Just be honest and say that you simply can't afford to go. I spent a fortune on weddings in my 30s but there was a stage when I had my first that I simply couldn't afford the time or money so I didn't go. It didn't bother my friends just like when a few years later they had to turn down stuff because they had young children then.

IllHaveALargeGlassOfRed · 13/07/2018 11:41

And they can't get money from you that you don't have!

AlwaysSleepy1 · 15/07/2018 22:43

I couldn't make a hen do once (diff reasons) last minute but I just sent some drink money for the hen which was very much appreciated - she's lovely anyway but even the other members of the hen party at the wedding commented on how nice it was. if you can spare a little perhaps that's an option?

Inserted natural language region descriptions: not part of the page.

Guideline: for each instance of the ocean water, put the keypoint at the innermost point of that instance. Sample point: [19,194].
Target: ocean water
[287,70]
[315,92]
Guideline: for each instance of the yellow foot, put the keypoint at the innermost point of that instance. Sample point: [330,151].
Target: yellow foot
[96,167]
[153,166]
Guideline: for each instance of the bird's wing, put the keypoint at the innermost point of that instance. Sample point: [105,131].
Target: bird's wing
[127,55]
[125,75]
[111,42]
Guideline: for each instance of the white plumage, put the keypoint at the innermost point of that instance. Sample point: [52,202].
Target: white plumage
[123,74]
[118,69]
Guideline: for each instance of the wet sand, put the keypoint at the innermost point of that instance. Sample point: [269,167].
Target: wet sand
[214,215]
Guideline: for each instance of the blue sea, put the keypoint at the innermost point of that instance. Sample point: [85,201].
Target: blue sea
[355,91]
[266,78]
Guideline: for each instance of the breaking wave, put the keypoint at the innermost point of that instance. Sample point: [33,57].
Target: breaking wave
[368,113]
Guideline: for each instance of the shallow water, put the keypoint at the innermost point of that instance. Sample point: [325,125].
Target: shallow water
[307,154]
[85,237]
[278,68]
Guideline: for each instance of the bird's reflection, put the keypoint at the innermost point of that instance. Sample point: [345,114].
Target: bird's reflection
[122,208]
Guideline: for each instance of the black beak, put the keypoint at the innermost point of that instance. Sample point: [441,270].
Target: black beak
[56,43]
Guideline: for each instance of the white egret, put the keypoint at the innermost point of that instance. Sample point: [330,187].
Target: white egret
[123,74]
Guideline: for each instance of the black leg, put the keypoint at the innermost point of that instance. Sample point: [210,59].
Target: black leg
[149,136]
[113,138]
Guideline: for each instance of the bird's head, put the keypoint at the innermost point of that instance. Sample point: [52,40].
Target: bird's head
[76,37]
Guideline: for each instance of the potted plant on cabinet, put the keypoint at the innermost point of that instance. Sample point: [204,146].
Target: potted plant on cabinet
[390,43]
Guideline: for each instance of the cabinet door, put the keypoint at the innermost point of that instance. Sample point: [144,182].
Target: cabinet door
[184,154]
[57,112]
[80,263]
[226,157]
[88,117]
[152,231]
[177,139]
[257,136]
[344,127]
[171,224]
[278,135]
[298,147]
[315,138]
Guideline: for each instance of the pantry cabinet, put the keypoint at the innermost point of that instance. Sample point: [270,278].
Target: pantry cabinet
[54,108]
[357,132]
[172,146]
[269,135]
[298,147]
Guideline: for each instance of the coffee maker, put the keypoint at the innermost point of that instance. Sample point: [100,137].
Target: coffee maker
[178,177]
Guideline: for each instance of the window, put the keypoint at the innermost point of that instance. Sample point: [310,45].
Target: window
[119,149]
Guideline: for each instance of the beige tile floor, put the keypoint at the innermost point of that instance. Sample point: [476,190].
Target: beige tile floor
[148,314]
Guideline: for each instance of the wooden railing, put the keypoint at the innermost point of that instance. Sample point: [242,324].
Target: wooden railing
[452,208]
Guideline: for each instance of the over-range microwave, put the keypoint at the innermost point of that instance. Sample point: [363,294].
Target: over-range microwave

ThirdTimeUnlucky · 16/07/2018 04:12

I once went to a hen do which was a w/e at a Spa including meal and overnight stay. I couldn't really afford it and it spoilt my enjoyment of the day/night. I wish I'd had the courage to say no. Could you ask if it's ok to pop round, take a bottle of fizz and explain your position? Hopefully she will understand. x

KinkyAfro · 16/07/2018 05:45

If you can't afford it then you can't afford it, not a lot you can do. Was the cost mentioned and agreed by you before they requested the money, if not then it's not your problem if they have to pay for your no show...you didn't agree to it

Oilyoilyoilgob · 16/07/2018 05:55

Have a chat with her, today if possible so they can cancel your place. Any good friend will completely understand.
Tell her you can’t wait to go to the wedding but unfortunately finances won’t stretch to the hen do.
If you do have a little spare, maybe send a bunch of flowers with a lovely note in to her work/home the day before 😊

Cawfee · 16/07/2018 11:35

Don’t reveal any details to your friend or the others will be mad at you if you spoil the surprise. Contact the organiser only. Say “thanks for the hen party details but sadly I can’t afford that much money. I’m a single mum and I struggle to get by. I’m happy to just come for a few hours on the day and make my own way home, if that’s ok? Thanks so much” then see what happens. Give them a chance to be decent about it until they aren’t.

Cawfee · 16/07/2018 11:37

Also, you don’t have to spend a fortune on a wedding gift. Get the card/wrapping paper from the pound shop and get them something reasonably cheap and personal like a wedding album for their photos or a framed print of their names.

Newbabies15 · 16/07/2018 11:38

She should be the one worrying about you!